Lower-level apprenticeships – those generally undertaken by young people in their first or second jobs – need to better address the basic skills gaps that have widened after teenage years spent online and which have been exacerbated for some by Covid. Use of the telephone, building in-person relationships, cross-generational communication skills, the ability to judge real from ‘fake’ news are just a few examples. This foundational learning needs to feed into the areas of teaching listed above.
We have taken steps in this direction at Damar, for example through our partnership with O Shaped in our paralegal apprenticeship, and we will build on this. But delivering economy-wide impact will need changes to apprenticeships themselves.

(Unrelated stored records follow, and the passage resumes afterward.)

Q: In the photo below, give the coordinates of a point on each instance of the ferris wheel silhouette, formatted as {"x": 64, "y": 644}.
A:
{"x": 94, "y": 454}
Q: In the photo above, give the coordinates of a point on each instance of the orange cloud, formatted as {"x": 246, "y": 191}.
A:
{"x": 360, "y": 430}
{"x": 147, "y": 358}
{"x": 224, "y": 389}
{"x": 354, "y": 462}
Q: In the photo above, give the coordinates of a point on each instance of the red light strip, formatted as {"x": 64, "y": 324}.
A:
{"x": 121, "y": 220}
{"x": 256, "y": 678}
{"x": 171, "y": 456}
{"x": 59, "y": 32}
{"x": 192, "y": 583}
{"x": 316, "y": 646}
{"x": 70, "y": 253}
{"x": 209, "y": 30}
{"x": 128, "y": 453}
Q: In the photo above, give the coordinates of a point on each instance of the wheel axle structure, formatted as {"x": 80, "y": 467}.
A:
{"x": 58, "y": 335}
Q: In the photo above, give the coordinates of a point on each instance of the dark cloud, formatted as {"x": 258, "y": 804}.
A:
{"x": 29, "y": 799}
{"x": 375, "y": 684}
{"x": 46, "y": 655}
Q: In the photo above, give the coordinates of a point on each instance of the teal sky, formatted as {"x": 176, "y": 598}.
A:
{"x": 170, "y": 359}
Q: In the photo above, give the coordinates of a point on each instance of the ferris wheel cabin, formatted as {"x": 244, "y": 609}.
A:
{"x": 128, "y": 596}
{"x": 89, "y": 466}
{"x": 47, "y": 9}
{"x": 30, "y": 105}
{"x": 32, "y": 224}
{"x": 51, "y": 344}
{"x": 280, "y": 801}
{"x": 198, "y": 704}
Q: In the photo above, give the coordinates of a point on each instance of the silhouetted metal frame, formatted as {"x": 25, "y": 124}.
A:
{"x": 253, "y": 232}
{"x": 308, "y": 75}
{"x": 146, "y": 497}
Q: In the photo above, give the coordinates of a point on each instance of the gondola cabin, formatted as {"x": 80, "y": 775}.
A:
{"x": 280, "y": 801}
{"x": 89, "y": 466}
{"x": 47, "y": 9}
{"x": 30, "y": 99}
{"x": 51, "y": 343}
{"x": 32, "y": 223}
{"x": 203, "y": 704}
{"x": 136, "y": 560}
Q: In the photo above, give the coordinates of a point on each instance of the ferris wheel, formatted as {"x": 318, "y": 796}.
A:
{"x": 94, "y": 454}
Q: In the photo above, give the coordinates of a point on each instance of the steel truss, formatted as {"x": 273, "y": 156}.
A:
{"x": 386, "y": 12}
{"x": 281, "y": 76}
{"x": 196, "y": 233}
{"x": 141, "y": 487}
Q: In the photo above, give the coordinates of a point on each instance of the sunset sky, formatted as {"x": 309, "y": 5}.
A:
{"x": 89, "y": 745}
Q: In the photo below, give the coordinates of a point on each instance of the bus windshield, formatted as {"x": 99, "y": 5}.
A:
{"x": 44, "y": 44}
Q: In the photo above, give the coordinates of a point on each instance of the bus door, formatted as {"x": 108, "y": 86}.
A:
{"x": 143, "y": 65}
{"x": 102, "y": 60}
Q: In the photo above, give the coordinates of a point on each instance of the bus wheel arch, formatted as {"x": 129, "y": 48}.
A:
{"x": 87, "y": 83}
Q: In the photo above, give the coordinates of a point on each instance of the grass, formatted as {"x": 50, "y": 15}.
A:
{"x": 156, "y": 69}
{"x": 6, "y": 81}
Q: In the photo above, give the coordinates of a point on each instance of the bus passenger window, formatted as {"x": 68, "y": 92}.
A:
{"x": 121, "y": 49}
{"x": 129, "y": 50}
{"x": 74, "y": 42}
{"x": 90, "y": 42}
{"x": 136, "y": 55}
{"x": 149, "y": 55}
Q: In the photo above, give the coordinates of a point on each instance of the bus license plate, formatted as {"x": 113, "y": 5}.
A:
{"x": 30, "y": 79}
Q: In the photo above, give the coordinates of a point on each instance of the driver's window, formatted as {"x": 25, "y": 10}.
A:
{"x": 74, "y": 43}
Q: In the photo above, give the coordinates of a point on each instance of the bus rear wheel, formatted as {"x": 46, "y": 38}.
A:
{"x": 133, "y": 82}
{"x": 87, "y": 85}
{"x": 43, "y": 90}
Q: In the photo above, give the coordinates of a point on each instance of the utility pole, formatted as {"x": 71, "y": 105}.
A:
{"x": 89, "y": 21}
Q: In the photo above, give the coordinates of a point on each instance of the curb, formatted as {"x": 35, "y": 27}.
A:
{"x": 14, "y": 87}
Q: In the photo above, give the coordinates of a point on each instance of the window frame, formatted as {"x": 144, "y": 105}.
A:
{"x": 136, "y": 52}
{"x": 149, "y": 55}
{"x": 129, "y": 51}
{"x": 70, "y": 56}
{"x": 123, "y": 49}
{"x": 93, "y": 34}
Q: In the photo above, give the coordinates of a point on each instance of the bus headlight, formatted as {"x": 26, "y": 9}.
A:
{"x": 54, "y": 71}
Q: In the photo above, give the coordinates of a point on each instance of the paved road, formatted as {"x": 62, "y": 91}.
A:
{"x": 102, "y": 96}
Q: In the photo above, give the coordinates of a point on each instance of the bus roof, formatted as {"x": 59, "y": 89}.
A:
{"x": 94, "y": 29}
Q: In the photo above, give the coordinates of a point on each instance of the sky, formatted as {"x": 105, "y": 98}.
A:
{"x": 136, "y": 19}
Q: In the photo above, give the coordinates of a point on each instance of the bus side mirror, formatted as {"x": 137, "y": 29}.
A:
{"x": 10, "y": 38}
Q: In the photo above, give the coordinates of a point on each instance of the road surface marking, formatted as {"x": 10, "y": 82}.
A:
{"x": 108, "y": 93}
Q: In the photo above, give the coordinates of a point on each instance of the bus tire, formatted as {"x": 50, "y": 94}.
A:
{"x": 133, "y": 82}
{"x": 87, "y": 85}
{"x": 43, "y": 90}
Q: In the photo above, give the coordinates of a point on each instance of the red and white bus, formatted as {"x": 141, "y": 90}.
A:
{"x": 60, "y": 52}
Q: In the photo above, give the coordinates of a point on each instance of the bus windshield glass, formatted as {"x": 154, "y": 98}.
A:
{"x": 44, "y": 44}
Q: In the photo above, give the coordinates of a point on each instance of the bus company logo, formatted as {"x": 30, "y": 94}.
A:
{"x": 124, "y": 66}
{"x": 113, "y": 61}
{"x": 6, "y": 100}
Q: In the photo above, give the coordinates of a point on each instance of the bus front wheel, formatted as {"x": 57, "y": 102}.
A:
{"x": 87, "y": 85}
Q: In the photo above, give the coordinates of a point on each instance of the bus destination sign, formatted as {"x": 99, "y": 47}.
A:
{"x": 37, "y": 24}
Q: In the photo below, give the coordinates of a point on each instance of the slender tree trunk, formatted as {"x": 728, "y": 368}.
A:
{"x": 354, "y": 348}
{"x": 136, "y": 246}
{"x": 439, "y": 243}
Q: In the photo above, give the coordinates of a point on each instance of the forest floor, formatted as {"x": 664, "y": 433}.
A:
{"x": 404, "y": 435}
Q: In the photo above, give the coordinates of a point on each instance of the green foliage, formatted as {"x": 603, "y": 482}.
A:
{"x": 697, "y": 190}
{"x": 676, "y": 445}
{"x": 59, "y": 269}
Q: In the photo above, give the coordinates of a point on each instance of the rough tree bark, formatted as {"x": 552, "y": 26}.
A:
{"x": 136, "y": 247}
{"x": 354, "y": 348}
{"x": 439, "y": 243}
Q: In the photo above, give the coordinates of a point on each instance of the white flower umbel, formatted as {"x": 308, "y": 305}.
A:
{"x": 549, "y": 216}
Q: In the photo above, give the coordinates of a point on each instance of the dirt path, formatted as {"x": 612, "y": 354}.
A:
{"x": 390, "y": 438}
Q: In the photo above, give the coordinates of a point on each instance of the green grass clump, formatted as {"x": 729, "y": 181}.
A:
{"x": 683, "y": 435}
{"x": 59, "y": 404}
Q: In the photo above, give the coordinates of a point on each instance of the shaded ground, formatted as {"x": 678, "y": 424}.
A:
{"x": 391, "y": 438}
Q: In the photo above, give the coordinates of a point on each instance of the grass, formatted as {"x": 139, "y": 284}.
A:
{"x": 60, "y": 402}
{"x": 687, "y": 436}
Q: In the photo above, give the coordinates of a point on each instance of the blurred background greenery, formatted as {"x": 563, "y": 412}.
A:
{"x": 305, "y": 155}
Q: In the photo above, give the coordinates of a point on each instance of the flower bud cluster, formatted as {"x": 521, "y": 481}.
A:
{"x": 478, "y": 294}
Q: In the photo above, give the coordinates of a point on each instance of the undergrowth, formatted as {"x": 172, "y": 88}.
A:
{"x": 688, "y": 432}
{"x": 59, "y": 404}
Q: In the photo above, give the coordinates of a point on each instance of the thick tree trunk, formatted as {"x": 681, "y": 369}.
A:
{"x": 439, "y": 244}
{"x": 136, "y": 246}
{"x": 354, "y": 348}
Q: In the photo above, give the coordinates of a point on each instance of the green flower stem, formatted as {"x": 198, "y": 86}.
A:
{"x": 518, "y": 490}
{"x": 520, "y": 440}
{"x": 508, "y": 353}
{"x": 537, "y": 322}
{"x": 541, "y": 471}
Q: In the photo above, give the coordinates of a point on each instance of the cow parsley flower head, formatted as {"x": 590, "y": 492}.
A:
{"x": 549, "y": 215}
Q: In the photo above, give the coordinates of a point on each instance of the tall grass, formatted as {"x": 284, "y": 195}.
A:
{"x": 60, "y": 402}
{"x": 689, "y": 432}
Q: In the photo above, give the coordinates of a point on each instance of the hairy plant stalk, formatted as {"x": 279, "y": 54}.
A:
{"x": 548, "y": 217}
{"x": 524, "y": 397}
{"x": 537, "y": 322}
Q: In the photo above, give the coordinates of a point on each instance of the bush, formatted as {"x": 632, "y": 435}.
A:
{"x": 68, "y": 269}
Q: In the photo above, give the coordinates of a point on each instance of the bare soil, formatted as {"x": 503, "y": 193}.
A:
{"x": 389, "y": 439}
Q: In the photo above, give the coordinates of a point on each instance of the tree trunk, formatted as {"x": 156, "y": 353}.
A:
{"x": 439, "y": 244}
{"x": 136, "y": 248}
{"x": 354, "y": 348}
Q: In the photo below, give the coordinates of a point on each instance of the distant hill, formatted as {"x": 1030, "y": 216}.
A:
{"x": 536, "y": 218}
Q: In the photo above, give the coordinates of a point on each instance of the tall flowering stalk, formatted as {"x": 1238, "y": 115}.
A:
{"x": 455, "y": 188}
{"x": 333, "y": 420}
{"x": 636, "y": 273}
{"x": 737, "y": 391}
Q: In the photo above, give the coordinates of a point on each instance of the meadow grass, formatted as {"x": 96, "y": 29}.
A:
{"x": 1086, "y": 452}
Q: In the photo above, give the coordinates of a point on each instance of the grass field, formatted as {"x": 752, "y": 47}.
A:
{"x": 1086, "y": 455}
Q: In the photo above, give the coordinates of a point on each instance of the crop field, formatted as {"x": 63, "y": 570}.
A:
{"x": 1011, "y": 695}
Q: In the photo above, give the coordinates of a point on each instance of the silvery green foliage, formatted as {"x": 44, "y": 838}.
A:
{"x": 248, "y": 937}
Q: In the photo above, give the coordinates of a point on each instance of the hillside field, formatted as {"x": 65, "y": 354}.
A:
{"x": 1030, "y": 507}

Employers and apprentices need fewer but broader and more flexible apprenticeships, especially at lower levels. This is especially so for SMEs, where apprenticeship take-up has fallen. Designing apprenticeships based on narrow job roles that exist today but which may not exist in five years’ time or for which demand may fall, is costly and not the right approach. This is borne out by the fact that, of the 714 apprenticeships available in the last academic year, 245 (34%) had fewer than 20 starts.
Economic and social impact, not age or level, should be the deciding factor for funding
All areas of government funding are under pressure, but rationing access to apprenticeships with blanket restrictions by age or level is clumsy. That is why we campaigned against the changes to funding for the level 7 solicitor apprenticeship. Only a fraction of legal professionals work for large, city firms that can pay for trainees’ higher level legal training. And the level 7 age cap from January 2026 means that for many of those who have taken a non-traditional route into the law, were delayed by caring responsibilities or illness, or are working as a paralegal with £60K of student debt but aged 22 or over, the class ceiling will be reinstated and the apprenticeship ladder of opportunity will come to an abrupt end.
There is undoubtedly money to be saved at level 7, most obviously with the senior leader apprenticeship that can only be undertaken by those already well-established in their careers. Possibly too by limiting access to higher-level funding for the largest employers, or by making access conditional on also creating opportunities for youngsters. But it makes no sense to apply rules that apply equally to every sector and every employer, and which discriminate against older workers, particularly at a time when economic inactivity amongst adults is on the rise.
We need to reinvigorate apprenticeship demand by SMEs
SMEs are the birthplace of innovation and growth. We need to do more to simplify access and encourage take-up for smaller businesses. That is why we continue to offer a no-cost apprenticeship recruitment service at Damar and have worked hard to streamline the on-boarding process for employers.
However, it makes no sense for full funding to be available via the apprenticeship levy for large employers, but only 95% for small employers (for apprentices aged 22 and over). Nor should the government rule out more innovative support, such as enhanced tax allowances for smaller employers that invest in young talent.
Our future
As one of the largest truly independent apprenticeship providers, we will stay true to our vision whatever may happen to policy or funding. We will work to ensure that the ladders of opportunity climbed by so many of our 20,000 or so students over the last five decades remain available and are strengthened. We will continue to invest in our fantastic, committed team so that they, in turn, can help organisations invest in their people and deliver organisational, economic and personal growth.
And whilst I am unlikely to witness all of the next 45 years, I look forward to seeing the positive difference the Damar team will continue to make over the decades to come.